This broadly equates to the Tien Shan Mountains (from Chinese ‘Divine or Celestial’ Mountains) of Central Asia, but includes a number of related uplands such as the Kirgizian Range, the Kungei Ala-Tau, the Transalai (Zaalai) Range, the Fergana Range, the Susamyr Tau, the Talassian Ala-Tauthe Kirgizian Mountains, the Talassian Altai (Mountains), Transilian (Zailiisky) Altai, Dzungarian Altai, the Tarbagatai Mountains, the Badghys, the Karabil Uplands, the Paropamisus Range, the Safod Koh Range, western Hindu Kush, the Koh-i-Baba Range and the Pamirs.

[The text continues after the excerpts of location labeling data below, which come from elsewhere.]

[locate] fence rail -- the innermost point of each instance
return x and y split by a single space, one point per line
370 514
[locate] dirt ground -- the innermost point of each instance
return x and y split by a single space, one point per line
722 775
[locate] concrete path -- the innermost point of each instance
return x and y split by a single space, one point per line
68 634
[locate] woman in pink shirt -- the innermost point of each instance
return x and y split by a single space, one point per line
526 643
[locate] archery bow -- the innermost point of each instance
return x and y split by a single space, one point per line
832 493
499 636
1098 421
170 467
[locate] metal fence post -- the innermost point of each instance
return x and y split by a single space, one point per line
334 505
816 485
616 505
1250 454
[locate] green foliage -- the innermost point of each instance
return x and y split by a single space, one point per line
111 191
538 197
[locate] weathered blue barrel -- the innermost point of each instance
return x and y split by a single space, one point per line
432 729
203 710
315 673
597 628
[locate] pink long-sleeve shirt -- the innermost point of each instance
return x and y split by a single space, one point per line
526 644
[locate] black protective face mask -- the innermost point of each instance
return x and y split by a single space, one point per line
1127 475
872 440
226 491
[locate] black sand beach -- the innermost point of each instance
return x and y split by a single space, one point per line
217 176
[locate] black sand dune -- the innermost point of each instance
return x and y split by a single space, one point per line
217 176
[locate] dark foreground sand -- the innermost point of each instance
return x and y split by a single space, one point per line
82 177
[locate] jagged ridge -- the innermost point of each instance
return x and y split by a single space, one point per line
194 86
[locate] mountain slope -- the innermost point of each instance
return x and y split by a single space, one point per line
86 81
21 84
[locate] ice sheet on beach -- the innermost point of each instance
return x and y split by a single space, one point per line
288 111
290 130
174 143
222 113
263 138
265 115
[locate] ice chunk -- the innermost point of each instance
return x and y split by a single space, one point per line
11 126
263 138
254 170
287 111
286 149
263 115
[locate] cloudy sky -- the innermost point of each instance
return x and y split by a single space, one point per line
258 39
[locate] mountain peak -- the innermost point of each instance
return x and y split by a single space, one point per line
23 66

Dzungarian Saline Sandy Deserts

The most widespread vegetation of these sandy often-saline soils is characterized by Haloxylon ammodendron and H. persicum although the latter reaches its eastern limit in Dzungaria. Other typical species include Anabasis salsa, Ephedra przewalskii, Nanophyton erinaceum, Salsola arbuscula and the endemic Iljinia regelii (Chenopodiaceae). In the lowest part (Ebi Nor Basin) there are extensive solonchak (saline soils) and here Artemisia borotalensis and Ephedra przewalskii dominate, but further east on the Tertiary Plateaux there are many Mongolian elements. In the saline depressions tamarisks and the Mongolian endemic Brachanthemum mongalicum (Asteraceae) are common together with Caragana leucophloea and Zygophyllum xanthoxylon, while in the more sandy areas species such as Atraphaxis compacta, Calligonum mongolicum and Hedysarum mongolicum predominate. Finally, in northern areas there are extensive areas characterized by Artemisia species such as A. gracilescens, A. schischkinii and A. terrae-albae var. massagetovii. Many of the endemic or near endemic species of this desert are associated with solonchak soils. Among these are the shrub Anabasis jaxartica (Chenopodiaceae).